It is in this deathly self-cleansing that scientists find one of the lessons of Atacama applicable to Mars. Both Davies and Cameron now believe that the concern for possible contamination of other planets is overdone. The hostility of this desert reinforces their argument. The microbes that man brings to Atacama do not survive, and the conditions on Mars are thought to be similar but sterner. On the other hand, desert microorganisms tend to die in conditions more favorable for the majority of their ilk.

This issue of contamination was the coincidental cause for the scientists’ visit, in fact. Back in 1959 Davies had written an article among many reflecting the view that contamination might be an important factor in space travel. For some of the public this conjured the picture of cold germs as big as golf balls conquering Mars after man’s landing.

In 1965 Davies went to Buenos Aires to deliver a paper refuting his earlier view. It was suggested that on the way home he ought to look at Atacama. Through the cooperation of Chilean geologists in Santiago and Antofagasta, Davies stopped for three soil samples that he sent back to Cameron by diplomatic pouch.

Analysis proved so provocative that it led to the second, more extensive visit by the pair. Here is a breakdown of what the first samples contained:

Heterotrophes -- these microorganisms that live on organic material were present in very low numbers.
Autotrophes -- (that live on inorganic matter)
Chemo -- there were relatively large numbers of highly specialized microorganisms, such as actinomycetes that live on sulfur compounds. This sort is little found in normal soils.
Photo -- the scientists found no algae. This became a prime quest in the second visit because, as Cameron pointed out, “it is hard to conceive of life without photosynthetic organisms.” Such an organism would contain chlorophyll and would form carbohydrates from carbon dioxide and water through use of sunlight energy.
Aerobes -- these microorganisms that require air to endure were und in numbers less than 100 in the Atacama samples.
Samples from deserts of the southwest United States contain from 1 million to 10 million.
Anaerobes -- other deserts generally contain 10,000 to 100,000 of these microorganisms that thrive without free oxygen. Atacama offered less than 100.
Fungi -- virtually no mold discovered, whereas it sometimes is present in other deserts.
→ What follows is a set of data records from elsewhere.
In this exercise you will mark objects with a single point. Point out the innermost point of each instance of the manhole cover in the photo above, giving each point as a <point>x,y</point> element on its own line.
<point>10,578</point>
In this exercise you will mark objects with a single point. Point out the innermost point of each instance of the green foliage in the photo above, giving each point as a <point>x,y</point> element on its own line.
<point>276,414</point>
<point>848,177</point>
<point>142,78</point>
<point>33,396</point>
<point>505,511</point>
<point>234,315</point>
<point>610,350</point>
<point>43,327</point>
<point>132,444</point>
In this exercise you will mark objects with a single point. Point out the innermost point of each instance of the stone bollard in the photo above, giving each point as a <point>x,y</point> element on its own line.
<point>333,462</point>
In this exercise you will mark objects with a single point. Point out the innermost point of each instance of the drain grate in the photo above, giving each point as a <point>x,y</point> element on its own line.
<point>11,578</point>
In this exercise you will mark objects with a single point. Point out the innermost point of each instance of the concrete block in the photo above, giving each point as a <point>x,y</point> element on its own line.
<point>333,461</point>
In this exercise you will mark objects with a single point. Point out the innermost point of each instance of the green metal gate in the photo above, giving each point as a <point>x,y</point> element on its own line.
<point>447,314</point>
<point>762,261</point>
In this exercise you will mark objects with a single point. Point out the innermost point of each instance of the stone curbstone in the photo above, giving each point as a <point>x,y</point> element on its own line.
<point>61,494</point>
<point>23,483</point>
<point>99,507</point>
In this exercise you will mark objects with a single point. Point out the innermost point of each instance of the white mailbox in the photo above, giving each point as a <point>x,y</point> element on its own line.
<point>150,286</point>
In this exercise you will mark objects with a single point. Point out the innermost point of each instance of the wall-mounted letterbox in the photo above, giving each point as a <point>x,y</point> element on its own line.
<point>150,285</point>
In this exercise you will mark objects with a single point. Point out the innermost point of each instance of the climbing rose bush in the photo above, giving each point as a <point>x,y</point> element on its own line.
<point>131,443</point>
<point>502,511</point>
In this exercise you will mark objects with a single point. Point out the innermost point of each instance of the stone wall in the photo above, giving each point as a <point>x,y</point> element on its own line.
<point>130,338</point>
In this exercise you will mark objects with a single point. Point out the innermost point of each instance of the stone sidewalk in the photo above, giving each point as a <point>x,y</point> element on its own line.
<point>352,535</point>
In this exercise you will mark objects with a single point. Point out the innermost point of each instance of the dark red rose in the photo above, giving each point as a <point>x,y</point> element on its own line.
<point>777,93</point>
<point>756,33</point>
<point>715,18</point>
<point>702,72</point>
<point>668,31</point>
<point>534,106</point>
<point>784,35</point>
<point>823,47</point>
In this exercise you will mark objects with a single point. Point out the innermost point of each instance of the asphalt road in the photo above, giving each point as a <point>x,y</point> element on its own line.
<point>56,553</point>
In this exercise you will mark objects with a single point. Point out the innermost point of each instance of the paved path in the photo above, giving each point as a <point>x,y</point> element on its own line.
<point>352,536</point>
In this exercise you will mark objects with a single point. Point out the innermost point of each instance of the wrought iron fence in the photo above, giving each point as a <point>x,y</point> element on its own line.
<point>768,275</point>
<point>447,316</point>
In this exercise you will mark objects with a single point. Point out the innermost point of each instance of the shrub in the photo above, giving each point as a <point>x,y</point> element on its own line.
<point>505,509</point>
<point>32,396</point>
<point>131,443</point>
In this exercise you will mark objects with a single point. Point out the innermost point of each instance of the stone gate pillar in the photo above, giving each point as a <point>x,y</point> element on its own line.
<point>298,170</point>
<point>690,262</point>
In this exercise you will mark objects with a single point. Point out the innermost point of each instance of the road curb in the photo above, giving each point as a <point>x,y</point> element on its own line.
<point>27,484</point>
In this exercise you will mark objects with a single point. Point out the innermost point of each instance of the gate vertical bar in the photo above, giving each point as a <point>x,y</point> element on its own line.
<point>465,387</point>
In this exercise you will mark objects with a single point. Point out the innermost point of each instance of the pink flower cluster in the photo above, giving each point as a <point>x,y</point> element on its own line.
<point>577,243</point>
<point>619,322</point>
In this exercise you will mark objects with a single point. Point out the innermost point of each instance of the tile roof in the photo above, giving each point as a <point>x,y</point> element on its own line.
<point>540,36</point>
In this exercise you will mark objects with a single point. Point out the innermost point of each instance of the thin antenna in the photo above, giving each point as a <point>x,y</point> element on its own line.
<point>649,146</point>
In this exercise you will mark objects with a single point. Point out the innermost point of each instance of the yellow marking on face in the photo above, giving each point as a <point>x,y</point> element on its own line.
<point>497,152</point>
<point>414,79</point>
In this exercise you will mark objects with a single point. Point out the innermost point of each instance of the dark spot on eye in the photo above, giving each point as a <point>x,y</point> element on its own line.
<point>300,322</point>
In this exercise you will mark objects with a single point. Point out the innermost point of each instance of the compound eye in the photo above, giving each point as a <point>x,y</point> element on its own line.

One conclusion Cameron drew from all this was that “Atacama is not encouraging for looking for life on Mars.” But since the search is still on, a second conclusion could be that the tools for exploration should be re-designed.

Actually no design has been fixed, but so far the proposals for automated biology labs to be landed on Mars fall short, in Cameron’s opinion, on two counts. They would obtain too small a soil sample, at the surface instead of below it, and they would employ a growth medium for the soil analysis geared to earthly rather than to Martian requirements. The growth medium, or food, is necessary to increase the activity of the sample’s microorganisms until they can be more easily detected. They are too small to be counted by practical means in their unaccelerated state.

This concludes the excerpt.